Dr Louis Roy a déjà administré ce soin de fin de vie. « C’est un moment chargé d’émotions, car les gens savent que c’est la fin. Certaines personnes demandent à [un proche] de leur tenir la main. Après l’injection, le silence s’installe… c’est très solennel », relate-t-il. Au total, l’administration de l’aide médicale à mourir prend environ 10 minutes.
Pour en bénéficier, les patients doivent passer à travers un rigoureux processus, car sa pratique est rigoureusement encadrée. « Les patients doivent souffrir d’une maladie incurable et irrémédiable. De plus, il est nécessaire qu’ils vivent des souffrances psychologiques ou physiques », décrit le médecin. Également la question du consentement est centrale.
« Les gens doivent consentir de manière libre et éclairée. Si, durant le processus, l’état de conscience [s’altère], tout est arrêté », avance-t-il. D’ailleurs, le personnel soignant ne propose pas l’aide médicale à mourir. « La personne souffrante doit manifester elle-même son désir, de manière explicite ou indirecte. C’est pas une option offerte par les médecins », affirme-t-il. Ce dernier constate que les gens qui souhaitent avoir recours à cet ultime traitement ont déjà, bien souvent, réfléchi à leur choix depuis une longue période.
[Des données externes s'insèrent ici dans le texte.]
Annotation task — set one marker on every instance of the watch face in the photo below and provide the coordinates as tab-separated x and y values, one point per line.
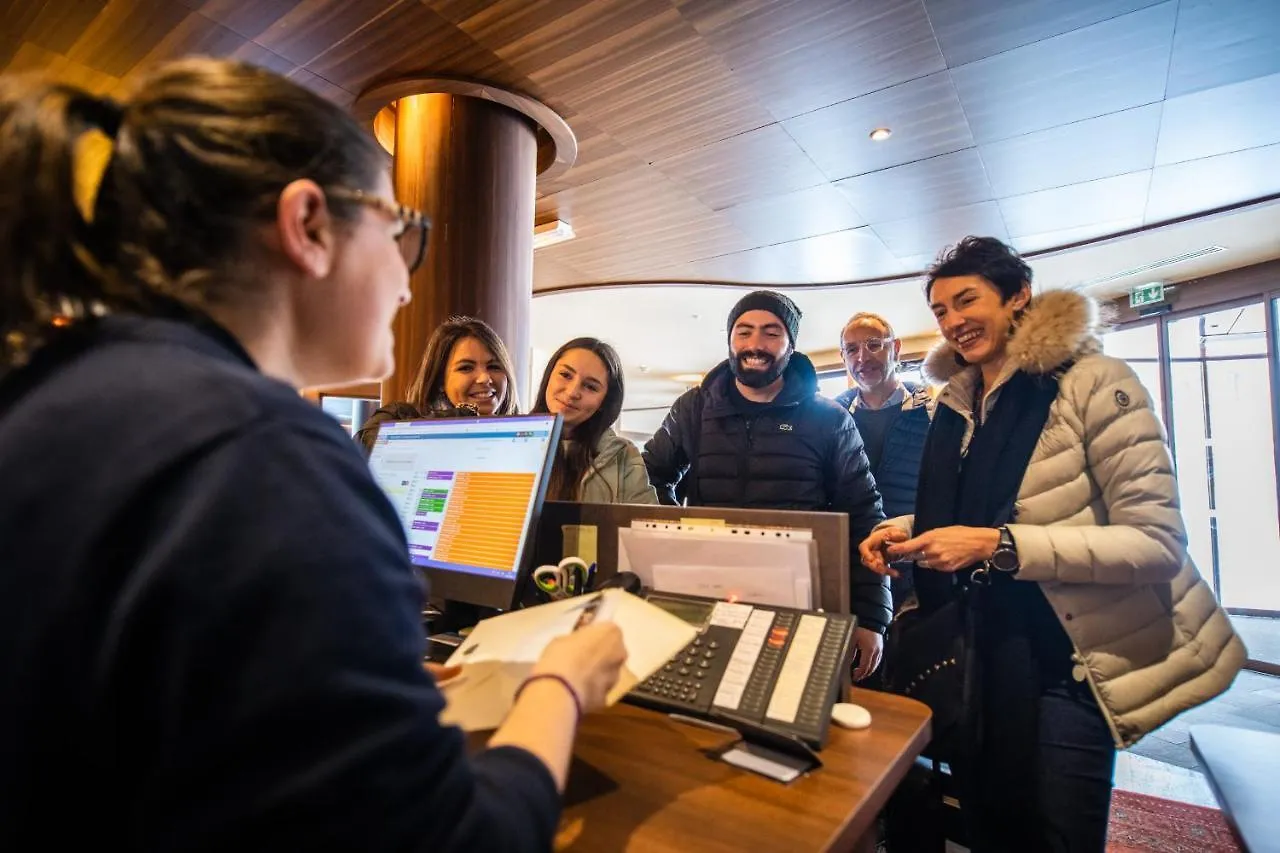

Suite à cette manifestation de volonté, le patient doit remplir un formulaire. Un médecin prend alors le dossier en charge et évalue ce dernier eu égards aux critères légaux. Un collègue donne également un second avis. Si la réponse est positive, les détails de l’intervention sont précisés, notamment en ce qui a trait au lieu et au moment.
L’entourage des patients n’est pas laissé pour compte. « Il faut planifier le deuil. Si nécessaire, il est possible de faire intervenir des travailleurs sociaux ou des psychologues. La situation est traitée largement », explique le Dr Roy. Les médecins ont aussi la liberté d’administrer ou non le soin.
« Certains sont en accord avec le principe, mais ils ne sont pas capables de le faire. Il faut être en paix avec soi-même et capable de poursuivre sa semaine avec le sentiment d’avoir tout fait pour sauver le patient », soutient-il. « Nous ne sommes pas rendus là », évoquent les professionnels de la santé qui préfèrent confier ces dossiers à des collègues, selon le médecin.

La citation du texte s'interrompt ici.